Monitoring Checks - Stopped

[Deleted User][Deleted User]
Hi,

I'm running Serverscheck 5.12.0 which over the past few months was running fine...



However yesterday when I came into the office, all the checks had stopped over the weekend.

I rebooted the server and it appeared to return to its working state.





Over night however, we did have a real server failure; but were not notified because (like before) Serverscheck had just stopped running the checks!



I've checked it today (and haven't rebooted it incase you need some logs or me to verify anything) but;



1. The time stamp on the main rule page shows the current time.



2. If I choose a manual 'Test Settings' on each rule, it DOES reply with the correct check details.

The checks that are down do reply with a stauts of down but only on the manual check.
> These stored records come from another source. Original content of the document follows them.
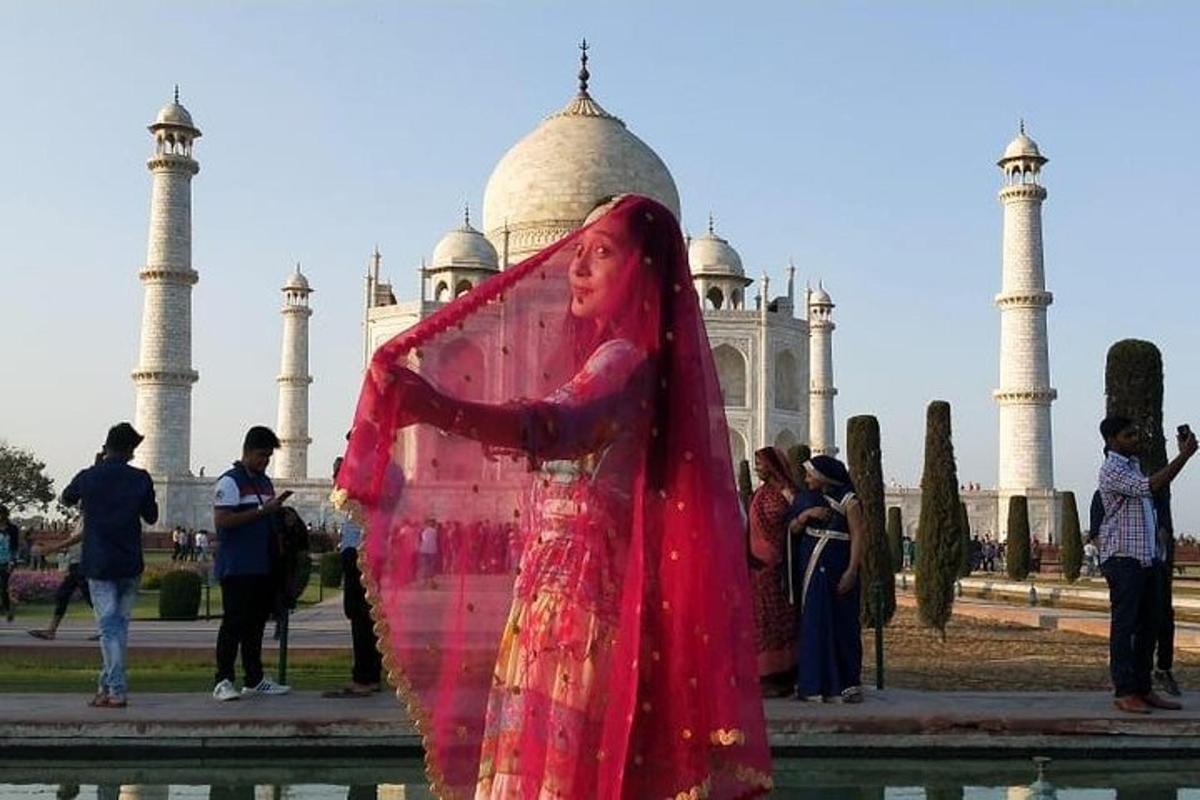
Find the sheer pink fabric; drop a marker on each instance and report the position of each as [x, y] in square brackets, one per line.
[553, 547]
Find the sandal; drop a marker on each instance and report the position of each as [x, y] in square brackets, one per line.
[347, 691]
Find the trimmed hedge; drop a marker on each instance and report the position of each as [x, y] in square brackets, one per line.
[867, 473]
[1017, 553]
[939, 534]
[1071, 557]
[179, 595]
[331, 570]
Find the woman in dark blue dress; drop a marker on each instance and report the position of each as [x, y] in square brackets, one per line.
[827, 543]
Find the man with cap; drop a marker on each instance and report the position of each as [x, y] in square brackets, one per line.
[245, 515]
[1129, 557]
[117, 499]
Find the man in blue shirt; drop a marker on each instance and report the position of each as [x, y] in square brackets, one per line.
[1131, 554]
[117, 498]
[366, 674]
[9, 545]
[245, 513]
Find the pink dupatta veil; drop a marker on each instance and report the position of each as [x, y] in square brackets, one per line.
[456, 475]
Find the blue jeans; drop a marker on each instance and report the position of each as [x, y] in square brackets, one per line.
[113, 605]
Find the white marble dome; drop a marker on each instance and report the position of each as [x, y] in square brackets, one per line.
[173, 115]
[465, 247]
[546, 182]
[711, 254]
[1023, 146]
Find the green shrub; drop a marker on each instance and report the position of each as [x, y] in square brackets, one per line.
[330, 570]
[941, 541]
[796, 457]
[179, 595]
[867, 473]
[1071, 557]
[1017, 552]
[965, 522]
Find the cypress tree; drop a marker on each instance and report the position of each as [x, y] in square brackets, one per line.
[895, 537]
[1017, 553]
[1071, 555]
[1133, 388]
[867, 473]
[796, 457]
[965, 547]
[745, 487]
[937, 558]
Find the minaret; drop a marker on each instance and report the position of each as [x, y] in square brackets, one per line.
[165, 374]
[821, 390]
[1025, 394]
[292, 459]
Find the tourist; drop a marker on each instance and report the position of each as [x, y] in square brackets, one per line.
[245, 513]
[117, 498]
[826, 575]
[1131, 551]
[10, 537]
[202, 546]
[625, 665]
[72, 581]
[366, 669]
[427, 552]
[773, 611]
[1091, 558]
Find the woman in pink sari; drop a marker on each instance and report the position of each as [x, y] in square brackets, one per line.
[619, 662]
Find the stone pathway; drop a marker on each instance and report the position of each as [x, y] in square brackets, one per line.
[960, 723]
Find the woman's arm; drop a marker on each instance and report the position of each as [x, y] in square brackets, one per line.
[857, 542]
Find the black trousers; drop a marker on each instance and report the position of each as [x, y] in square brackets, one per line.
[72, 582]
[1134, 596]
[246, 602]
[1164, 642]
[5, 602]
[367, 663]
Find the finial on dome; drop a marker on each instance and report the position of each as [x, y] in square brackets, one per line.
[583, 66]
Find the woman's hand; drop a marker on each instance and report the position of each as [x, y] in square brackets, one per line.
[849, 578]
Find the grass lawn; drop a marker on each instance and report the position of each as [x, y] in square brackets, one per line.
[185, 671]
[147, 606]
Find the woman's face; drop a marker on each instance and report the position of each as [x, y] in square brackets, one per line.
[597, 270]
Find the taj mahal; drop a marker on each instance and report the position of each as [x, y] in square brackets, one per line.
[773, 352]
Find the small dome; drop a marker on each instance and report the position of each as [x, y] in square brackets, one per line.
[465, 247]
[297, 282]
[1023, 146]
[711, 254]
[549, 181]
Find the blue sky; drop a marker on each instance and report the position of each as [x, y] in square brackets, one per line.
[857, 139]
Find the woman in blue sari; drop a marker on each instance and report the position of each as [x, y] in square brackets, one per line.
[827, 542]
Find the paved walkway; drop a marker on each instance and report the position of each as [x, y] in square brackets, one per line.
[964, 723]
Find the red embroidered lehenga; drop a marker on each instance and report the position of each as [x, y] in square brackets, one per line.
[575, 396]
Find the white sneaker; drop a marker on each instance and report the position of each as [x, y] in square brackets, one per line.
[225, 691]
[267, 686]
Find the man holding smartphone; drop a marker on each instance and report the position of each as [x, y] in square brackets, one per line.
[1131, 554]
[245, 515]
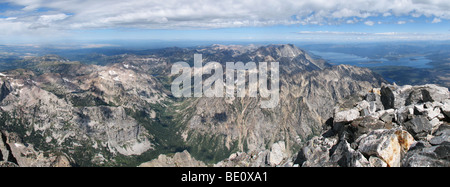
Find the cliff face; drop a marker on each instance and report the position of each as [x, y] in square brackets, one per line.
[124, 113]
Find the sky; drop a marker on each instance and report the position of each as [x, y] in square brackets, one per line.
[93, 22]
3. The CPU and Pagefile etc on the monitoring server are running at normal thresholds, and there are no excessive processes.



4. The Serverscheck Services are both started.



5. The Monitoring Manager is on the desktop and showing the current time and 'Process watching 6 rules'



6. Its not a IE caching issue. Caching is disabled and even from the server console the rules and alerts are not working.



7. There are no Event Logs stating any problems of Serverscheck issues.

(There are some relating to DCOM connections; but I'm sure are unrelated).



This has happened several time in the past.



Thanks

Comments

  • AdministratorAdministrator
    DCOM is being used by ServersCheck for Windows based checks (see knowledge base) and as a result DCOM issues can not be excluded.



    As for any Windows based computer, it is recommended to periodically reboot the machine.


  • AdministratorAdministrator
    A period reboot can be achieved as follows:



    * Start the Task Scheduler. Under Windows 2000/XP this is located in Start Menu > Programs > Accessories > System Tools.



    * Check that the Task Scheduler is running. You may do this by checking the Advances menu and seeing if it lists 'Stop Using Task Scheduler'. If it is listed, this means the Task Scheduler is running. If it says 'Start Using Task Scheduler' then the Task Scheduler is not running. Click on the option to start it.



    * Now create a new task by selecting the File menu and then the sub-option New and then the sub-sub-option Scheduled Task. Rename the new task something like Reboot. Double click on the new task



    * First lets set the time. Click on the tab Schedule and select Weekly for 'Schedule Task'. Now select the day and time. Normally a weekend day (Sunday say) and a time at night (say 1am) to ensure no-one is using the system at the time.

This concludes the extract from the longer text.